Однажды пришел ко мне лорд Редсток, долго сидел со мной, говорил о Христе, желая заодно, вероятно, обратить и меня. Но это было совершенно лишним, я была для него неподходящим объектом, обращать меня было бы напрасно, я была верующей и без его проповеди. Главная же цель его посещения была иная. Он хотел видеть князя и повлиять на него. После нескольких визитов он взял с меня слово, что я попрошу мужа его принять. Желая исполнить данное слово, я сказала мужу, что у меня был лорд Редсток и что он зайдет узнать о его здоровье. Князь слушал меня молча, потом поднял голову и проговорил: 'Гони его в шею'. Больше не прибавил ни слова. На другой день я была в большом затруднении, как передать ответ мужа, и все свалила на доктора, сказав, что мужу предписан полнейший покой и малейшее волнение, даже разговоры с посторонними крайне вредны.
Мужу становилось хуже с каждым днем. Последние две недели я жила не раздеваясь, в каком-то тумане тяжелых ожиданий и страшной усталости. А кашель душил беспощадно. Однажды после бесконечной утомительной ночи я ушла к себе на полчаса. Часов в одиннадцать утра ко мне прибежал Филипп, прося скорей идти к князю. Я застала его в кресле с закрытыми глазами. Он тяжело, прерывисто дышал. В комнате было холодно. Занавески были спущены. Электричество горело как всегда. Огромные канделябры на камине и люстре освещали лицо умирающего мужа… Я послала за сыном и сестрой, Зыбиной, которая тотчас же прибежала. Я стала на колени перед мужем и взяла его холодеющую руку. Дыхание его становилось все реже, прерывистей, глаза его не открывались, голова тяжело свесилась на грудь. Рука, лежащая на ручке кресла, была темно-синяя, сам он был бледен… Он так исхудал, что шея его превратилась в ниточку. Вместо могучего, полного жизни и сил человека был скелет…
Мы окружили его, следя за выражением его лица, за малейшим движением, за дыханием, а он все реже и реже втягивал воздух, потом сделал еще одно усилие, вздохнул и остановился…

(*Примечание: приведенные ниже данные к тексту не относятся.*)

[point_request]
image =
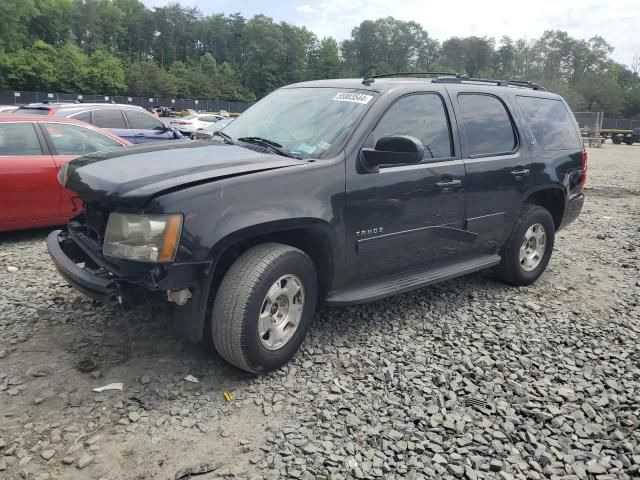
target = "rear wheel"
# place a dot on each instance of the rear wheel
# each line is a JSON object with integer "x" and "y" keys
{"x": 264, "y": 306}
{"x": 528, "y": 249}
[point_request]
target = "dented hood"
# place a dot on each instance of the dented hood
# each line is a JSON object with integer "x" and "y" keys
{"x": 130, "y": 177}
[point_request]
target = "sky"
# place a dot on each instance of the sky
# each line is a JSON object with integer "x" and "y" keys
{"x": 617, "y": 22}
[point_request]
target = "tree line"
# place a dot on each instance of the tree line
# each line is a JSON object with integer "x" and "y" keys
{"x": 116, "y": 47}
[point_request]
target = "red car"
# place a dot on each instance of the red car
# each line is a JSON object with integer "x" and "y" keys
{"x": 32, "y": 151}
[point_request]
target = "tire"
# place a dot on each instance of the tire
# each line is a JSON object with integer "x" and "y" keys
{"x": 512, "y": 269}
{"x": 243, "y": 296}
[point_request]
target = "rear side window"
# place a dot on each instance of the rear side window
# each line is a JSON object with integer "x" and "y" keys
{"x": 19, "y": 139}
{"x": 422, "y": 116}
{"x": 33, "y": 111}
{"x": 487, "y": 125}
{"x": 76, "y": 140}
{"x": 549, "y": 122}
{"x": 143, "y": 121}
{"x": 108, "y": 118}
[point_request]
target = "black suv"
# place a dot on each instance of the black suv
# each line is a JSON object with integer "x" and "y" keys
{"x": 336, "y": 191}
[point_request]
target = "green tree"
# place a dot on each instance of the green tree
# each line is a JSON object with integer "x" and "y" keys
{"x": 104, "y": 74}
{"x": 71, "y": 63}
{"x": 327, "y": 60}
{"x": 14, "y": 22}
{"x": 601, "y": 93}
{"x": 53, "y": 22}
{"x": 33, "y": 68}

Я перекрестила его, выпустила руки и, не доверяя себе, спросила стоявшего поодаль доктора: 'Неужели все кончено?' Он молча наклонил голову. Я была не в силах побороть охватившее меня волнение и разбитая, в слезах ушла в свою комнату, чтобы наедине предаться своему горю и оплакивать непоправимую потерю.
Сын едва поспел, чтобы принять последний вздох князя. Его с трудом разыскали. Оказывается, он в последнюю минуту бегал по телеграфам.
К вечеру муж лежал на столе в своей комнате. По просьбе хозяина гостиницы панихиды служились почти шепотом. Конечно, случись это с кем-нибудь другим, хозяин гостиницы потребовал бы немедленно увезти тело, но мужа хорошо знали в Париже, и, благодаря участливому отношению русского посла, князя Урусова, меня никто не потревожил, а эти вполголоса прочитанные молитвы только придали больше торжественности тяжелым минутам.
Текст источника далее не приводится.